The cool side of the Universe: Science with the Atacama Large Millimetre/submillimetre Arr

Leonardo Testi | ESO Garching & ALMA
Seminar room 3, 15:00

The Atacama Large Millimetre/submillimetre Array is in operations in northern Chile as a partnership between Europe (ESO), North America (NRAO, USA and NRC, Canada) and East Asia (NAOJ, Japan, ASIAA, Taiwan, and KASI, South Korea). ALMA is the leading observatory to study the Universe at (sub)millimetre waves, and allows answering of science questions from observational cosmology to the formation of planetary systems and even fundamental physics. ALMA is composed by 66 high precision submillimetre telescopes spread over a high altitude (~5000m) altiplano, with separation of the telescopes of up to 16km. Each of the telescopes covers the wavelength range from 0.3 through 10 millimetres. A central electronics system distributes the timing signal and correlates and records the data from each telescope.

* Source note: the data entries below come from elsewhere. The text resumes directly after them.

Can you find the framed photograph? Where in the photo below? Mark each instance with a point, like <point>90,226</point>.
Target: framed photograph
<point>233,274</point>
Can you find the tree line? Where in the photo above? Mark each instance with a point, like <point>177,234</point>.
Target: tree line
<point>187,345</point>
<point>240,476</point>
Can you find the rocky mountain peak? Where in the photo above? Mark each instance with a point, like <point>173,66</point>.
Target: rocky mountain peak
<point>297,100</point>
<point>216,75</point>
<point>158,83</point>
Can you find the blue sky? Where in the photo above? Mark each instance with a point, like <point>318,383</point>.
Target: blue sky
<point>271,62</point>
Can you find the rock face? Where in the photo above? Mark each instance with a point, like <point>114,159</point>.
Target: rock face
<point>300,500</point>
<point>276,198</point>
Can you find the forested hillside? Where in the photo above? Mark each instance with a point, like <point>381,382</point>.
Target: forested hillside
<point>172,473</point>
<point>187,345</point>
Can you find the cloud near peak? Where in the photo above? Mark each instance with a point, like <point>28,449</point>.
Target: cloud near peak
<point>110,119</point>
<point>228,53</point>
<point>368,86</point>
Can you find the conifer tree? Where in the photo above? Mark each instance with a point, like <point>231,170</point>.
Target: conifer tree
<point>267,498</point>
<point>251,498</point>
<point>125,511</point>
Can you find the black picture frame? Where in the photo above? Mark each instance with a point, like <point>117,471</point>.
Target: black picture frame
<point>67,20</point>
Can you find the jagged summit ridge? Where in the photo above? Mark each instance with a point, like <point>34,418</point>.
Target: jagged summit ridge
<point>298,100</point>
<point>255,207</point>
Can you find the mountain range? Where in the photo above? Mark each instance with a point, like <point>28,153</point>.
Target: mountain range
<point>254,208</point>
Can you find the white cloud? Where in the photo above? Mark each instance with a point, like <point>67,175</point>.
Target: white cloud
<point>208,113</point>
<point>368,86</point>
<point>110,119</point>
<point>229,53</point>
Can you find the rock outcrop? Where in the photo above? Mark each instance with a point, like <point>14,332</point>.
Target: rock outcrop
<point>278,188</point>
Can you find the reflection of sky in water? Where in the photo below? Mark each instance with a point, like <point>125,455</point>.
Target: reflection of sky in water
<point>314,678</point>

The talk reviews the science capabilities and goals of ALMA, the current status, the challenges of building and operating a large and complex observatory in a remote location, the operations model and its reception by the astronomical community, the development of data products, the ALMA Science Archive and their use, the ALMA distributed user support model and its successes and the ALMA Development Plan for the future.